I can’t bear the thought of being apart from you. Please don’t go. We can work this out, whatever our parents say. I love you.
Jonny
Grace put it down and picked up another.
I love you.
Then another.
Don’t leave me.
And the last one.
Don’t make me hate you forever.
Grace frowned. In the accounts she had heard so far, it was always Jonny who had abandoned Rachel – but these notes told a totally different story. One with an unsettling undertone.

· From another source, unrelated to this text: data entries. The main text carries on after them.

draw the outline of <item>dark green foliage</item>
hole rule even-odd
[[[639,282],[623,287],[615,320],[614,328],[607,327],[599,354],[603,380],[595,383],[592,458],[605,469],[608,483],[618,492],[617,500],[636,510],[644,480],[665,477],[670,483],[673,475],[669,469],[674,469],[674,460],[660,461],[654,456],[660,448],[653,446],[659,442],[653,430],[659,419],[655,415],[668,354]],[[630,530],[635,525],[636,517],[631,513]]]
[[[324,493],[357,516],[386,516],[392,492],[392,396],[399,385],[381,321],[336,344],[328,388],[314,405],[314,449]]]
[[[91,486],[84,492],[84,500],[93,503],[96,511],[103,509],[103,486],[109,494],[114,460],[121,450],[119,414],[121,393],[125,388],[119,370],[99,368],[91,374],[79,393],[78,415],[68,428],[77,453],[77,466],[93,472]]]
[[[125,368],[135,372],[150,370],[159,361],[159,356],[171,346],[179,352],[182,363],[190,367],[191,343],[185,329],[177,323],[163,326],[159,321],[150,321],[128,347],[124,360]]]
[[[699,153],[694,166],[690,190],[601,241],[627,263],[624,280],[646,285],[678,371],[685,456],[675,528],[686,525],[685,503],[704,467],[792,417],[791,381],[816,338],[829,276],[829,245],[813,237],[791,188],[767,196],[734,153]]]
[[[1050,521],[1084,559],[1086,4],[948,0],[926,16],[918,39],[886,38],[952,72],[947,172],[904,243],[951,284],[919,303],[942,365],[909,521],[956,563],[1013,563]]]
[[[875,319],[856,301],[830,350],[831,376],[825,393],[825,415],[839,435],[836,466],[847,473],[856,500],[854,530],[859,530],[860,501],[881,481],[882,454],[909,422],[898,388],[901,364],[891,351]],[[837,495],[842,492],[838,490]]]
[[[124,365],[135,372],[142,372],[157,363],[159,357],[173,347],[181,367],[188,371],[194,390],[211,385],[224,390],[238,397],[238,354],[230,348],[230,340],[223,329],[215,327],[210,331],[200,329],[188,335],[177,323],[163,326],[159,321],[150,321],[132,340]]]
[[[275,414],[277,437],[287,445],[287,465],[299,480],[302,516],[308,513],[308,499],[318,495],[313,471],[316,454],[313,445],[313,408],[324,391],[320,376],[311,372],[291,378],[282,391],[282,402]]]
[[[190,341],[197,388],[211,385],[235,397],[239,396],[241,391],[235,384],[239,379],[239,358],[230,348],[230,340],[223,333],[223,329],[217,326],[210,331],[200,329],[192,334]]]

She wished now that she hadn’t jumbled up the contents in the boxes from the cellar by tipping them onto her bed together. If she’d gone through them one at a time, she would have known exactly which box these had come from, and what else had been in there. She was curious as to whether Adam knew about these notes. Surely if he’d read them he would reconsider what he knew of his father – and want to find him in order to learn the full story.
She fervently hoped Niall could uncover more information about Jonny. She was convinced that he was somehow important.
She couldn’t settle to looking through the more mundane papers after this. Instead, she went upstairs and grabbed the dog-eared copy of Rebecca , then lay down on the bed and tried to immerse herself in it. Soon she was engrossed, and she was just reaching the end of a chapter when Millie woke and began to call out to her. Maxim de Winter had faced his wife with the truth, and as Grace got up and hurried to her daughter, his final question still rang in her ears.
‘ Will you look into my eyes, and tell me that you love me now?’
Grace had expected to spend the whole of New Year’s Eve with only Millie for company, but in the afternoon Emma called around with a request. ‘My sister’s having a church jumble sale tomorrow, and she’s tearing her hair out trying to get enough donations. All the money goes to the homeless. You don’t have anything she can sell, do you?’